Leftists also believe the opposition party isn’t just misguided on matters of policy. They believe that most of its members are “deplorables” bent on destroying “our democracy.”
How can a faction that holds these kinds of beliefs be hopeful?
Things aren’t significantly more optimistic on the conservative side of the specter. The optimism of Ronald Reagan and George W. Bush has been discarded in favor of the Donald Trump-Steve Bannon “American carnage” narrative.
According to this view, America has been betrayed and hollowed out by a ruling class that is attempting “to control you and your culture and price you out of a comfortable living.” It’s not that American elites have made mistakes. It’s that they want to make sure the poor cannot get off the social safety net; to indoctrinate and “groom” America’s children; to crush entrepreneurs; and to favor criminals over law-abiding citizens.
Efforts to combat this elitist agenda face enormous barriers — the media, the education establishment, the deep state, and the likelihood of stolen elections. On this world view — portions of which have merit to one degree or another — there is very little basis for hope.

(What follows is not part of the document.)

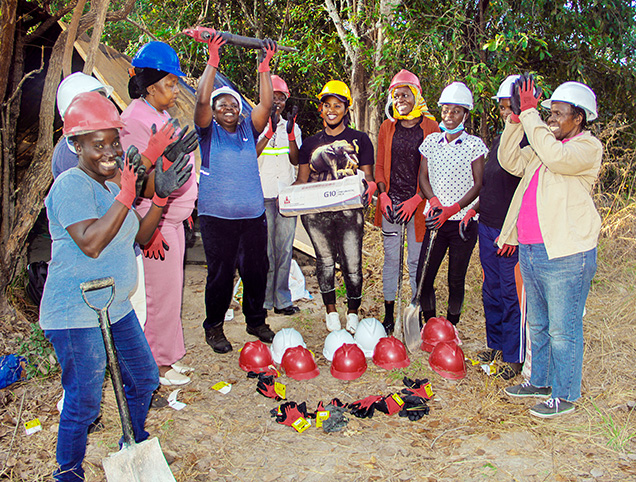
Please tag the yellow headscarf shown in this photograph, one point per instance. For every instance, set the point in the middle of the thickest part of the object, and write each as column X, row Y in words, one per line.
column 420, row 108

Hope may be crucial to individual and societal well-being, but both political parties have strong incentives to push narratives that make hope seem foolish. These narratives bring in funds and energize the faithful.
Both parties view the other as posing “existential threats.” One preaches that climate change is an existential threat to the planet. Trumpism is an existential threat to democracy and to science. And because of Trump’s alleged ties to Russia, Trumpism is a national security threat.
The other side preaches that the deep state and the federal bureaucracy pose an existential threat to our freedoms. The left’s cultural agenda poses an existential threat to the American family and our cultural fabric. And Joe Biden and his son may have jeopardized American security by enriching themselves through deals with China.
Has it always been thus in our politics? No. When I was young, America had a bi-partisan foreign policy that, for the most part, precluded accusations that one side was selling out America.
And even when that bipartisanship unraveled due to the Vietnam War, the mainstream left didn’t argue that the war was being prosecuted for the purpose of undermining America or as part of an “endless war” agenda. Rather, the war was just a huge mistake.
On the domestic side, there were disputes about what tax rates should be, what welfare policy should be, and how much the federal government should spend. These disputes were significant, but I don’t recall them being characterized as “existential.” Nor were culture wars nearly as prominent as they are today.
My clear recollection is that Americans were much more hopeful back then. No wonder.
Spot on. We are clearly in a different moment, navigating without the benefit of perspective from American history except, perhaps, the Civil War.